Monthly Archives: October 2015

TDT- What challenges/opportunities you may be faced with when marrying the personal vs the professional presence on social media?

As the majority of people use one or more social media sites in day to day life, particularly the likes of ‘Facebook’ and ‘Twitter’, it is highly likely that this is something which will involve them interlinking their personal and professional lives.

One of the main challenges that you may be presented with, if you choose to marry these two aspects, is that the internet can be a very unforgiving place and once something is out there you can’t get rid of it- even once it has been deleted. For this reason it is important to think very carefully before posting anything online, particularly if it is something that will compromise you or your profession.

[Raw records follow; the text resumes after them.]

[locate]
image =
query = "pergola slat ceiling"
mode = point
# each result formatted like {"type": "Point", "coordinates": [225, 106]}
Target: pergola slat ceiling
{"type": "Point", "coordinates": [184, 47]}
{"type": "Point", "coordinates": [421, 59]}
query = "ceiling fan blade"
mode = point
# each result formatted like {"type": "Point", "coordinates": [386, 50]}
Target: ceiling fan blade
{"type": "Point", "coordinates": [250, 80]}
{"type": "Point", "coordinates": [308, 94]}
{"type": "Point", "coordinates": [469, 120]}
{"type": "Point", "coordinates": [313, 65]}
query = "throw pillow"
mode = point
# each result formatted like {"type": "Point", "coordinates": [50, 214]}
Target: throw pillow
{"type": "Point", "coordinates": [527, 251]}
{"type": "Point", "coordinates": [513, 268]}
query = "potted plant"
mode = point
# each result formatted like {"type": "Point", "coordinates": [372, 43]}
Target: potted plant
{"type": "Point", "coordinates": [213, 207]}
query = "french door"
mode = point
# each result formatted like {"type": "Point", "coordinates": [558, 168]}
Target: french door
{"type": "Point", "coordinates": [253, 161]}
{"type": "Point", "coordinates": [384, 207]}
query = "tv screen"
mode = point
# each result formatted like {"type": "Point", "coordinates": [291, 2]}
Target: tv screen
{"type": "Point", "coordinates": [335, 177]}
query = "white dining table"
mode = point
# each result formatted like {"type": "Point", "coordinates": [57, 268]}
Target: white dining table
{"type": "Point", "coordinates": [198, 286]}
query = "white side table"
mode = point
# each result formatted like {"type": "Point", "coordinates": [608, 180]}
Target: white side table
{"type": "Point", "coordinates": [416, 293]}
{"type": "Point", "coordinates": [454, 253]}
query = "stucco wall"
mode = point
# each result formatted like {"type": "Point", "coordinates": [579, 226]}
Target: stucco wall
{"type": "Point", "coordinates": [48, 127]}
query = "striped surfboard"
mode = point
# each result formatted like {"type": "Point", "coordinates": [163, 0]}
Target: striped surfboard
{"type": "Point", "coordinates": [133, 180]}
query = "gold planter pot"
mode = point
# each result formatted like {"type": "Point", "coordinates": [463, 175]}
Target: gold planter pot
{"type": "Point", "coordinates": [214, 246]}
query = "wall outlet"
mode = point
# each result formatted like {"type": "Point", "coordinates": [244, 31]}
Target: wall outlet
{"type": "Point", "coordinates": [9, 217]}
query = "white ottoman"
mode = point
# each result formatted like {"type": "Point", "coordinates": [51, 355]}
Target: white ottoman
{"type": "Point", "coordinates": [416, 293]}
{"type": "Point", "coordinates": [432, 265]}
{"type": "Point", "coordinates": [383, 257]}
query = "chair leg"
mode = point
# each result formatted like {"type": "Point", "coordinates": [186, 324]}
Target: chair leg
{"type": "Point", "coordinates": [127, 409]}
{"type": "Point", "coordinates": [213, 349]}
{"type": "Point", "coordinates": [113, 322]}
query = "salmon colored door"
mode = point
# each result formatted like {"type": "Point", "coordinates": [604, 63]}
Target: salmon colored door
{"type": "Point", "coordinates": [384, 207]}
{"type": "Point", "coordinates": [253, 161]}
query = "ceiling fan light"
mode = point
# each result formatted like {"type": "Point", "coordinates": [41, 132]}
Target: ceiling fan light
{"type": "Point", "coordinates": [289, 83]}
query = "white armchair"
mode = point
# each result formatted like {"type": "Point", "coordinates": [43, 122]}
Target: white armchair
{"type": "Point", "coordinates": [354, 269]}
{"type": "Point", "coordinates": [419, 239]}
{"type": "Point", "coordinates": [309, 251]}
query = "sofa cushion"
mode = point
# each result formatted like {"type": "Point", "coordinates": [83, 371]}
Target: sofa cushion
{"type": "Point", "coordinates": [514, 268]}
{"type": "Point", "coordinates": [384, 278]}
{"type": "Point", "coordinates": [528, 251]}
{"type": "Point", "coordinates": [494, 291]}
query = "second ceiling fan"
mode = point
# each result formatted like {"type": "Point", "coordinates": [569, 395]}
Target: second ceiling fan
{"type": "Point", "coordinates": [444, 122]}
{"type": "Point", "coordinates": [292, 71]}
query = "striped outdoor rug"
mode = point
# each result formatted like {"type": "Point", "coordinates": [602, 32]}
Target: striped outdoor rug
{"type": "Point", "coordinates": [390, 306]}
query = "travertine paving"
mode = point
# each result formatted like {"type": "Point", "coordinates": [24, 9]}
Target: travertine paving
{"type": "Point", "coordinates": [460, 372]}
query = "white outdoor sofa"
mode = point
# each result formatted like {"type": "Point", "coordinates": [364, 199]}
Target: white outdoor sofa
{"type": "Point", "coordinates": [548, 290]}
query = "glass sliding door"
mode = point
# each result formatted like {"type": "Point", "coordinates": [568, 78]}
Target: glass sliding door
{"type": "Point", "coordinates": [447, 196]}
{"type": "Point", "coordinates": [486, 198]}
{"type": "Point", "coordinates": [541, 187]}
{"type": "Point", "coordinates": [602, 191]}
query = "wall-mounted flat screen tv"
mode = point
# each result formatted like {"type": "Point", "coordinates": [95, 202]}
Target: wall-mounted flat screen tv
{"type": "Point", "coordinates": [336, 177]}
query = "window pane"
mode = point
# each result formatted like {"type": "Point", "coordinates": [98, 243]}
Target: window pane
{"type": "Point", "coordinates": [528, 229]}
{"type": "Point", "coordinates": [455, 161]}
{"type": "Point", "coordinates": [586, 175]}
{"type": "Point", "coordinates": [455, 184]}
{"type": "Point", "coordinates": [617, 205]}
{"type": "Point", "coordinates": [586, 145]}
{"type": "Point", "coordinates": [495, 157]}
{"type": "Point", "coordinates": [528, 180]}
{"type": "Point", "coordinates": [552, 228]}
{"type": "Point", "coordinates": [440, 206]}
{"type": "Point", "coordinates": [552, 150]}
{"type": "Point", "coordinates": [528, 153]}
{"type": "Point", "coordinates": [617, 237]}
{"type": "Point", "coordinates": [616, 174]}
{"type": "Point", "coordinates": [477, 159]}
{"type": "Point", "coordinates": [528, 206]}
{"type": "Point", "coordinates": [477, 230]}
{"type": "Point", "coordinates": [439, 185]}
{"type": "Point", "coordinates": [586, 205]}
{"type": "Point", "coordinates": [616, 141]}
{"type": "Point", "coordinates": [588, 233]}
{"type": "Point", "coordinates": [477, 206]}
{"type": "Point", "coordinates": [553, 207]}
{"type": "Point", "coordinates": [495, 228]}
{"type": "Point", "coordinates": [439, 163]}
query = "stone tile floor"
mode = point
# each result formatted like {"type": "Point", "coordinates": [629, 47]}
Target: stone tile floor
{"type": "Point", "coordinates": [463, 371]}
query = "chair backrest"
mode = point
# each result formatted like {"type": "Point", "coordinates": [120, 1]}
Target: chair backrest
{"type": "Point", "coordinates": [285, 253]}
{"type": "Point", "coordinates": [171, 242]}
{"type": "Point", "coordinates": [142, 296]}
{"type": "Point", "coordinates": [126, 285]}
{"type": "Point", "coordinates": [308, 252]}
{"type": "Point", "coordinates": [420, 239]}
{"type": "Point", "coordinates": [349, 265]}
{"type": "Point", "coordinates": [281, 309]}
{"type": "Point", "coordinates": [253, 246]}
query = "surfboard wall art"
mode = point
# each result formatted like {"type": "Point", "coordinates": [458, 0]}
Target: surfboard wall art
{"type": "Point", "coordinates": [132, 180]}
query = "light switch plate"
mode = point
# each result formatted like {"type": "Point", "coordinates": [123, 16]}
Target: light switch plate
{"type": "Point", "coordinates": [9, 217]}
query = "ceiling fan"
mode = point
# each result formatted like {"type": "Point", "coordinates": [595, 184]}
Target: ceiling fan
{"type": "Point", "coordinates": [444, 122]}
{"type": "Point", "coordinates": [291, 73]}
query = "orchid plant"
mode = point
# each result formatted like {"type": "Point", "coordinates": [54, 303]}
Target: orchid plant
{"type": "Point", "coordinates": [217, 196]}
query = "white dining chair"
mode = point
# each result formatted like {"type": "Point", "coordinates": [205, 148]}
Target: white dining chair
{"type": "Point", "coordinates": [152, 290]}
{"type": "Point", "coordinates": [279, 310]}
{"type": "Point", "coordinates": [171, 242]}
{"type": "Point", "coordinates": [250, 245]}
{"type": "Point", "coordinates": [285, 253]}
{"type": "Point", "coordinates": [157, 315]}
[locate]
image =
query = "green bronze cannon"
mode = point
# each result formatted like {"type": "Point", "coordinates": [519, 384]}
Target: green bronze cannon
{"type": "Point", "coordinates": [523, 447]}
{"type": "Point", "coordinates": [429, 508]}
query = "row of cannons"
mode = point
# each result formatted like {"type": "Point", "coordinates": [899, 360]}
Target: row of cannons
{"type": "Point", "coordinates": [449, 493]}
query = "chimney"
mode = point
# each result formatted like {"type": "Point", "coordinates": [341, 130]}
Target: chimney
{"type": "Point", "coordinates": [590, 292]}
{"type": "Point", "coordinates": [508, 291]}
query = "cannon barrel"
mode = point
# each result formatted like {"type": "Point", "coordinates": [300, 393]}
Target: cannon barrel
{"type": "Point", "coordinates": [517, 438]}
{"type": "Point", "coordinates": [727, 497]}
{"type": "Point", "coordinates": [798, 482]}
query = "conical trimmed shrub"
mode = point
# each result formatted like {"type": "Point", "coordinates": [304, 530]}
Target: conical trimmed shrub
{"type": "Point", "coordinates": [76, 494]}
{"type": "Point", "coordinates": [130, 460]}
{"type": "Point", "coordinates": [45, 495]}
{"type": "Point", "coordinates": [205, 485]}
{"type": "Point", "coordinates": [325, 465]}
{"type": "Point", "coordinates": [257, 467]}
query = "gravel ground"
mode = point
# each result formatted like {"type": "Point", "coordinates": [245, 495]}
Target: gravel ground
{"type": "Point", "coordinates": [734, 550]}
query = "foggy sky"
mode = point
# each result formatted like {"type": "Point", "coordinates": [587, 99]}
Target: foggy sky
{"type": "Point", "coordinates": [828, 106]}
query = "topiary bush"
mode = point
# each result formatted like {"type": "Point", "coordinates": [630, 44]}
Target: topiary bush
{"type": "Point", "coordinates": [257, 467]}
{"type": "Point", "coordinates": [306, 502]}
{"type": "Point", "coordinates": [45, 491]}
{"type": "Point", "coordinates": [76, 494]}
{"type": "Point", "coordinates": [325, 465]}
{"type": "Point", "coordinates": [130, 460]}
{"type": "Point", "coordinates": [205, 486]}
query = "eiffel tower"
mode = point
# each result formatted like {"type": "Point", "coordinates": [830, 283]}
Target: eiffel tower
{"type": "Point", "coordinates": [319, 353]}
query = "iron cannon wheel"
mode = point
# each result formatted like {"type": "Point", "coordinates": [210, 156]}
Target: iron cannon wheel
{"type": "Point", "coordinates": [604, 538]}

As primary teachers it is especially important that we are aware of the consequences of inappropriate uses of technology and social media sites. This code of conduct is clearly stated on the GTCS website (GTC Scotland, 2012). It is made clear that the use of social media can blur the boundaries between professionalism and personal life. In the classroom this can mean having a lesser means of authority and can be a gateway into your personal life, automatically putting you in a more vulnerable position.

However, when used in a professional way, social media can provide many positive opportunities for furthering learning. There is a much larger scope to contact others from around the world and to share your different experiences with one another. If you are posting links to areas of interest within your work field, then others will be able to comment their viewpoints and perhaps give you advice on where to look next. This can lead to national and international links being formed and great opportunities for inter-cultural work.

I think it is important to see the positive side of social media, whilst using it sensibly and teaching children to do the same. It is a great resource that we have, which others didn’t have in the past, and so we should use it to our advantage and not fear the ‘what if’, by making sure there are clear boundaries put in place.